Do you know of any tool that could assist me in obfuscating python code?
Your problem space is underspecified. Is this for a command-line app? Is this code supposed to be used as a library?
In addition to the two other answers, you could embed the code into a binary. When it starts, decode the code and eval the string. This works for a shared library extension as well. You could also do that with byte code, I think, but it wouldn't be as simple as calling Py_EvalCode.
py2exe or freeze are other solution, which convert the code into an executable. It just includes the code in the binary, and doesn't do any sort of serious obsfucation, but it's still harder than opening a .py file.
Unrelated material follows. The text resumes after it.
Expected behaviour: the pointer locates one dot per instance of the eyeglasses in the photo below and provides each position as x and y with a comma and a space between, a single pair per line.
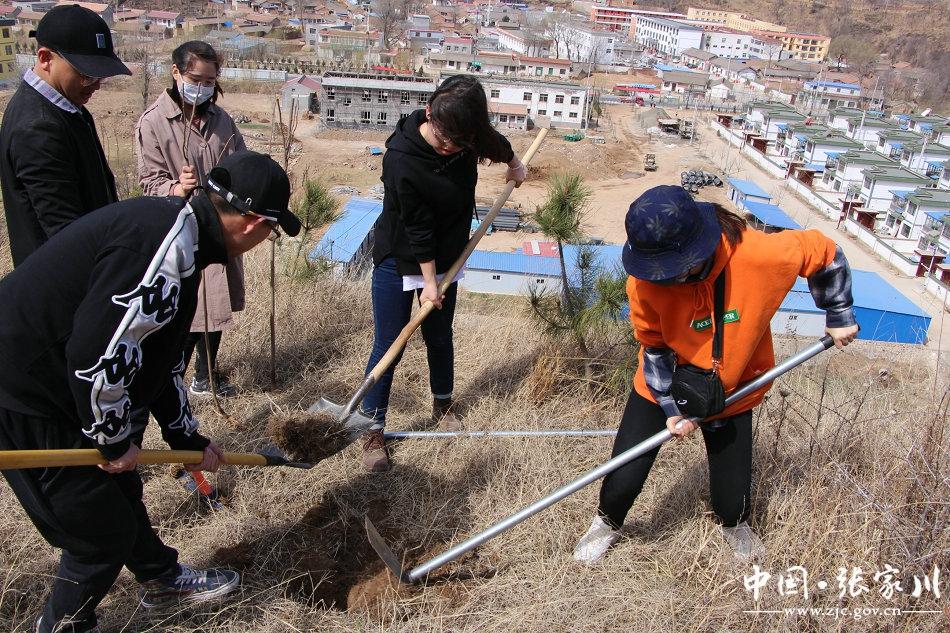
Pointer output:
200, 81
271, 222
You could write the code in Cython, which is similar to Python and writes Python extension files in C, for use as a .so. That's perhaps the hardest of these to reverse engineer and still give you a high-level language for develoment.
They are all hackable, as are all solutions. How hard to you want it to be?
I actually found a very nice project which basically converts a Python to C++ and create a binary, statically linked file.
Check this out: http://www.nuitka.net/
Python's standard library includes compileall.py. You can run this on a directory and it will generate .pyc files for all your source files. The .pyc files will only include bytecode and docstrings, and will strip out all comments. You could then copy this directory, and then run something like
rm -rf $(find . -name .py) to remove the original source files.
Your best bet is to compile it using Shed Skin, an experimental Python-to-C++ compiler.
Although it doesn't do obfuscation, this Python recipe works very well for minimizing the size of Python code, including stripping out comments.